Given the recurrence
$d(i+1)=xFib(2i+1)-nFib(2i)$,
where $Fib$ denotes the Fibonacci sequence (i.e. $Fib(0)=0, Fib(1)=1, Fib(2)=1, Fib(3)=2$, etc) and $n$ and $x$ are arbitrary integers, is it possible to find a closed form expression for the value of $i$, let's call it $k$, for which $d(k+1)=0$?
If $\phi = \dfrac {1 + \sqrt 5} 2$, then you can find a proof on Wikipedia that $Fib(n) = \dfrac {\phi ^n - (- \phi) ^{-n}} {\sqrt 5}$.

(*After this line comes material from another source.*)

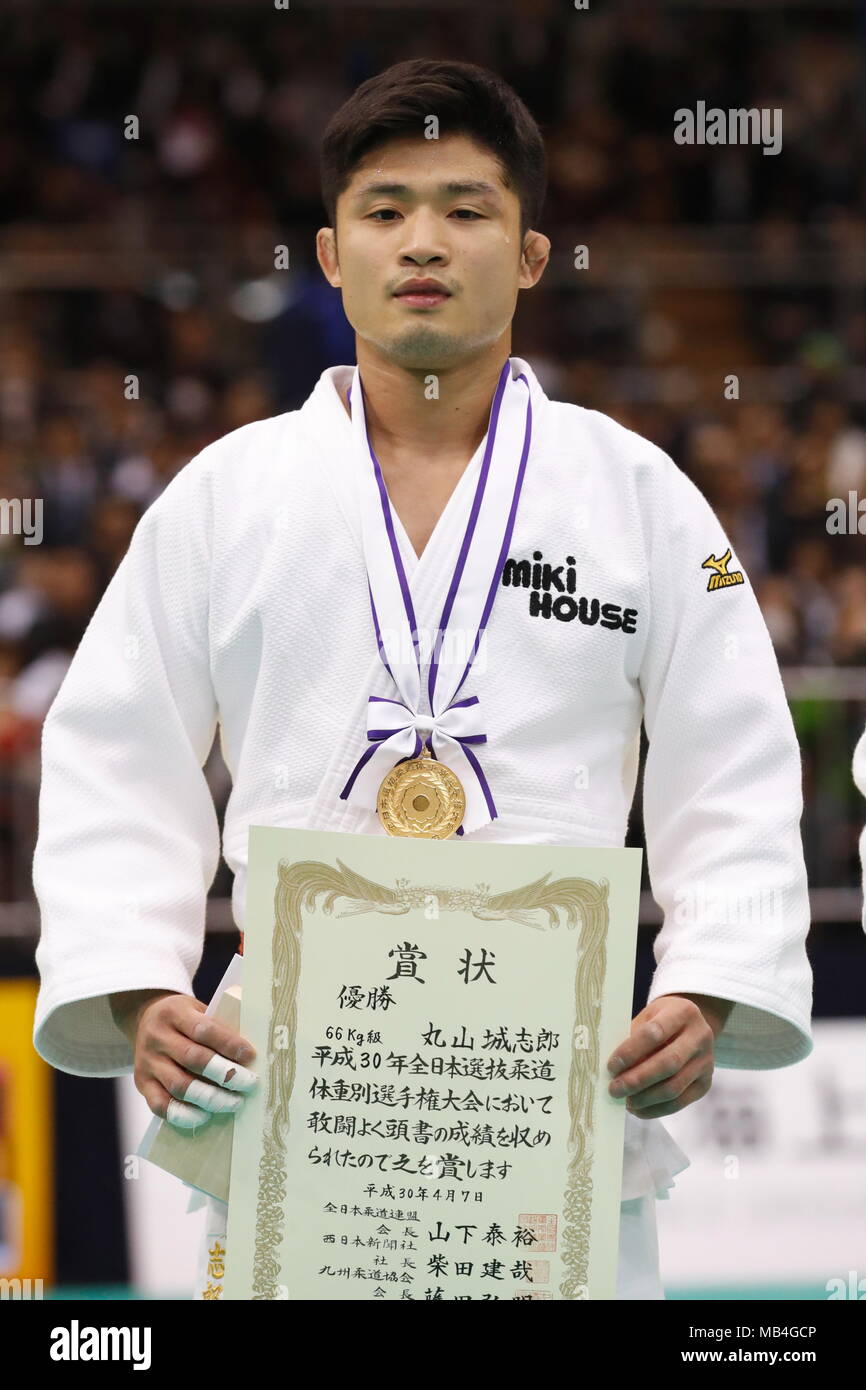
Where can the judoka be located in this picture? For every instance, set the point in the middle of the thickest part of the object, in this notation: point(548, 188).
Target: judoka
point(284, 588)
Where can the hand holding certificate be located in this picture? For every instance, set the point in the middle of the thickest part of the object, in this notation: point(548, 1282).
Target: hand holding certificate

Using this formula, after a few simplifications your equation will look like $x (\phi ^{2k + 1} + \phi ^{-2k - 1}) - n(\phi ^{2k} - \phi ^{-2k}) = 0$; introducing the notation $r = \phi ^{2k}$, you can rearrange this as a 2nd degree equation: $(x \phi - n) r^2 = - \dfrac x \phi - n$, to obtain $r^2 = \dfrac {\frac x \phi + n} {n - x \phi}$. A first conclusion is that your problem has no solution if $n - x \phi \le 0$. Assuming that this does not happen, you get $\phi ^{2k} = r = \sqrt {\dfrac {\frac x \phi + n} {n - x \phi}}$, so $k = \dfrac 1 4 \log _\phi \dfrac {\frac x \phi + n} {n - x \phi}$.

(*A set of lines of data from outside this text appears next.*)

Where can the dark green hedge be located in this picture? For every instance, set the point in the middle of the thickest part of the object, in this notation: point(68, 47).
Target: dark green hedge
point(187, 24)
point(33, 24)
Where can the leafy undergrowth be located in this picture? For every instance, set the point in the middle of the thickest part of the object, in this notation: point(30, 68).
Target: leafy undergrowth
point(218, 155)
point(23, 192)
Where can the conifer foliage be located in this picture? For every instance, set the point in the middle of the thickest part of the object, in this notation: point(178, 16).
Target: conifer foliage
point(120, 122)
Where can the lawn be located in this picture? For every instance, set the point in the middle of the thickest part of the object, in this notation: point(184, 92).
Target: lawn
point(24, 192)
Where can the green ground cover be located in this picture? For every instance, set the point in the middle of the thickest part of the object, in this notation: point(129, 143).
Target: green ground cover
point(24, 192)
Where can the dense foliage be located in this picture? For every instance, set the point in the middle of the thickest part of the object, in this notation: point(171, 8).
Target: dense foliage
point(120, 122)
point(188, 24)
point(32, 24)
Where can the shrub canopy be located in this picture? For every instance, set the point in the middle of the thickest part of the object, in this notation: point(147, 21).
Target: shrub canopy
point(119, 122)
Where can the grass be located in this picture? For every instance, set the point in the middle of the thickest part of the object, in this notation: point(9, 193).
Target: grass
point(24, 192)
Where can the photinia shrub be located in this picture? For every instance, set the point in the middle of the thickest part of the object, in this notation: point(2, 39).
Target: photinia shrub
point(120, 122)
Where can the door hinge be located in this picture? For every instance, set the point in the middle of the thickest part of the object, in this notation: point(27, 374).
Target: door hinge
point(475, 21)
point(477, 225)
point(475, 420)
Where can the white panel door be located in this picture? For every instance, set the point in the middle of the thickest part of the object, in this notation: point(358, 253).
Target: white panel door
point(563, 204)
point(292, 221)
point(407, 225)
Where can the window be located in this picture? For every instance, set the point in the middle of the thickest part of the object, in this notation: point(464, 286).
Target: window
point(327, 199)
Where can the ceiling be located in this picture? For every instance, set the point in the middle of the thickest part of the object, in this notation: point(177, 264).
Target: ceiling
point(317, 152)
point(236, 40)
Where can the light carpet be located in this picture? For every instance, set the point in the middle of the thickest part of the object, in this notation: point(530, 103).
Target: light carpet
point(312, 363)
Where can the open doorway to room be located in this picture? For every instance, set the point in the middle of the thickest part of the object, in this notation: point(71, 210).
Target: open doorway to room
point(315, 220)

(Since software libraries often implement just the natural logarithm, if you want to compute that logarithm in a program remember that $\log _x y = \dfrac {\log y} {\log x}$; you will probably obtain a decimal number, therefore you should take its integer part. In fact, how do you know that the solution to your problem is an integer number?)